Last week, Nana and I made the long trek from Edinburgh to Orkney, Shetland, and back.
It's not easy getting all the way up to 60° N, but that's part of the charm. There are regularly scheduled flights from Edinburgh and Glasgow to Kirkwall in Orkney and Lerwick in Shetland, but they cost a lot and tend to fill up fast in the summer. The more popular route involves a train or a drive and some combination of ferries, mostly operated by Northlink.
The shortest ferries run between Caithness (the northern tip of the Scottish mainland) and Orkney, crossing the very unpleasant Pentland Firth, where the North Sea and the North Atlantic meet, creating some pretty violent currents. A longer route runs overnight between Aberdeen and Shetland, stopping off in Orkney on the way.
We took the latter option, both because we were told to expect calmer seas and because Aberdeen is easier to get to than Caithness.
The ship itself (the "Hjaltland," using the Old Norse for "Shetland") was surprisingly nice. You never know what you're going to get when you hear the word "ferry," but the Hjaltland was less like a boat than it was like a small floating hotel.
When you board the Hjaltland, you enter a small lobby area, complete with an abstract sculpture of a Viking.
(With horns! Tut, tut: Vikings didn't wear horns!)
In addition to an array of cabins, the ship also had a cafeteria, a fancy sit-down restaurant, a gift shop, a "cinema" (chairs arranged around a large flat-screen), and two bars. The ship also had a misleadingly-named "sun deck," which was nevertheless a great spot for watching our departure from Aberdeen.
Our first leg of the trip took us from Aberdeen to Kirkwall in Orkney. It was an evening run, from 5pm to 11pm, so we didn't book any assigned space--we just camped out in the bar and watched the World Cup. There was a little difficulty getting from the ferry terminal to our guest house, as both Google and Lonely Planet seem to think that the Northlink ferries arrive at the small pier in the middle of town, not the larger pier on the outskirts. But Nana saved the day by hailing a bus!
Our second leg, from Kirkwall to Lerwick in Shetland, was a short overnight run. The cabins were all full by the time we booked, so we had to settle for sleeper seats in the recliner lounge.
The chairs were pretty comfy (Nana adds: So was the floor!), and certainly a whole lot better than you would get in coach on an overnight flight. But an airplane has at least one advantage over a ferry: the noise. On a plane, the jet engines drown out all the disgusting sounds people make when they sleep. On a ferry, you get to hear the symphony of farts, belches, and snores in their full glory.
The last and longest leg of our trip, from Lerwick back to Aberdeen, was also the comfiest.

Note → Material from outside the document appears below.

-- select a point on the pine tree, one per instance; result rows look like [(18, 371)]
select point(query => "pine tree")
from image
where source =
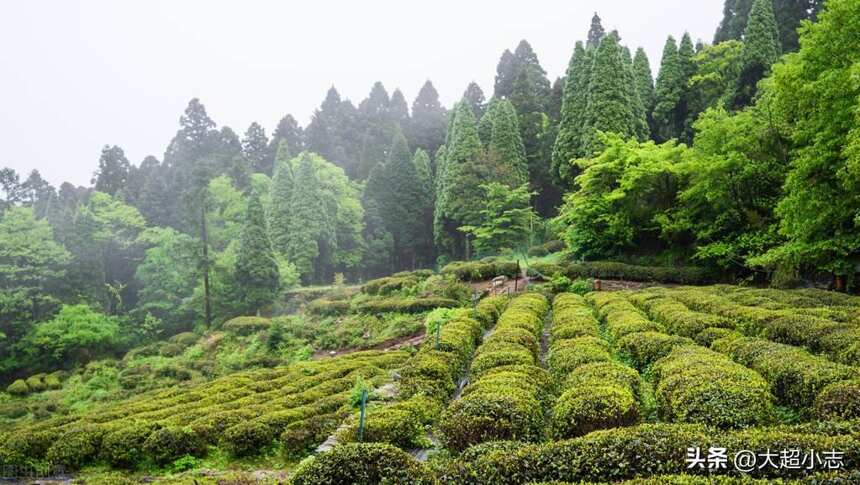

We were lucky to book a small twin cabin with a little window out onto the sea.
The cabin also came with a bathroom, complete with the world's smallest shower!
Bonus Fact: Did you know that you get less motion-sick if you're lying down?
Bonus Bonus Fact: After you spend a night on a ferry and then three hours on a train, you feel like the earth is shifting under your feet the following day! Whee!